I would appreciate it if someone provided an English reference for this result, or even better, posted a proof sketch as an answer.
Note: The planetmath references have made a previous appearance on the site in the comments section of this question, but Gerry Myerson's proof sketch is extremely lacking. (I do not see how to make his argument work, concretely.)
I found a proof of this statement, so I am posting it as an answer for the sake of completion.
The key idea of the proof is to reduce to the case where the splitting field of $ f $ has prime degree, then use the following lemma:
Lemma. Let $ L/K $ be a Galois extension of real fields with odd prime degree $ p $. Then, $ L $ is contained in no real radical extension of $ K $.
Proof. Let $ \alpha \in \mathbb R $ such that $ \alpha^m \in K $ and $ \alpha \notin K $. Since any real radical extension is obtained by successively adjoining prime radicals, we may assume that $ m $ is prime for our argument. If $ \alpha \in L $, then all roots of $ X^m - \alpha^m $ are in $ L $ by normality, thus so are all of the $ m $th roots of unity. Since $ L $ is real, this implies $ m = 2 $, a contradiction since $ 2 $ does not divide the odd prime $ p = [L : K] $.

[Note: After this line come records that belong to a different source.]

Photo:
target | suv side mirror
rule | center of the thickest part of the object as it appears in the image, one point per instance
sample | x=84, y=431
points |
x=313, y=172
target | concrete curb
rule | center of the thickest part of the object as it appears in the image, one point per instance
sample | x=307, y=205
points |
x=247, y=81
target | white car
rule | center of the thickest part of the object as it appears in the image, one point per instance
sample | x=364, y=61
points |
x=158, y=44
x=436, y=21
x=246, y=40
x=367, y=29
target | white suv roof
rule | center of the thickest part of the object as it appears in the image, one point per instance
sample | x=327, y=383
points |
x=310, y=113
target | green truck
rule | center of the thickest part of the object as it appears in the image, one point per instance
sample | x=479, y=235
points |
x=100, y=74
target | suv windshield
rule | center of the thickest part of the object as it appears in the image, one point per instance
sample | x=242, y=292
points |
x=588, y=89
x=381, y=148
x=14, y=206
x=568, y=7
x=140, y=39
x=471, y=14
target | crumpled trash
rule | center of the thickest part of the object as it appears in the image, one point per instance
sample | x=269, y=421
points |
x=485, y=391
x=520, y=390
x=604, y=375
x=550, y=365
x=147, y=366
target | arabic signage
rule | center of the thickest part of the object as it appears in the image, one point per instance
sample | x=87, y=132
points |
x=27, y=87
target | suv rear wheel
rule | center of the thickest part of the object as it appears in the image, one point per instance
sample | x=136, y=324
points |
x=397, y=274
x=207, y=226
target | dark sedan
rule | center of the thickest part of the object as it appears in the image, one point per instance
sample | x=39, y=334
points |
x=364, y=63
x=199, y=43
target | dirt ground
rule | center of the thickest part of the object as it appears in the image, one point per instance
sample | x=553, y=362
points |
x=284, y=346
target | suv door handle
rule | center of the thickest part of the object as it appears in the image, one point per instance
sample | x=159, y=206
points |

Thus, $ \alpha \notin L $. It follows that no root of $ X^m - \alpha^m $ can be contained in $ L $ by normality, and thus the polynomial is irreducible in $ L[X] $. Hence $ [L(\alpha) : L] = [K(\alpha) : K] = m $, and by the tower law it follows that $ [L:K] = [L(\alpha) : K(\alpha)] = p $. Thus, for any (finite) real radical extension $ M/K $, we have $ [LM : KM] = p \neq 1 $, which implies $ L \not\subset KM $. QED.
Now, let $ L/K $ be the splitting field of $ f \in K[X] $, with degree not a power of $ 2 $. The degree is then divisible by an odd prime $ p $, and $ G = \textrm{Gal}(L/K) $ contains an element $ \sigma $ of order $ p $. We may assume that $ \sigma(\alpha) \neq \alpha $ for any particular $ f(\alpha) = 0 $ by conjugating by an element of $ G $ if necessary. ($ f $ is irreducible, thus $ G $ acts transitively on its roots.) Looking at the fixed field $ M $ of $ \langle \sigma \rangle $, we find that $ L/M $ is a Galois extension of real fields with odd prime degree $ p $, and we have $ L = M(\alpha) $. By the lemma, $ L $ is contained in no real radical extension of $ M $, thus neither is $ \alpha $. Since $ K \subset M $, this is also the case for real radical extensions of $ K $, and the result follows.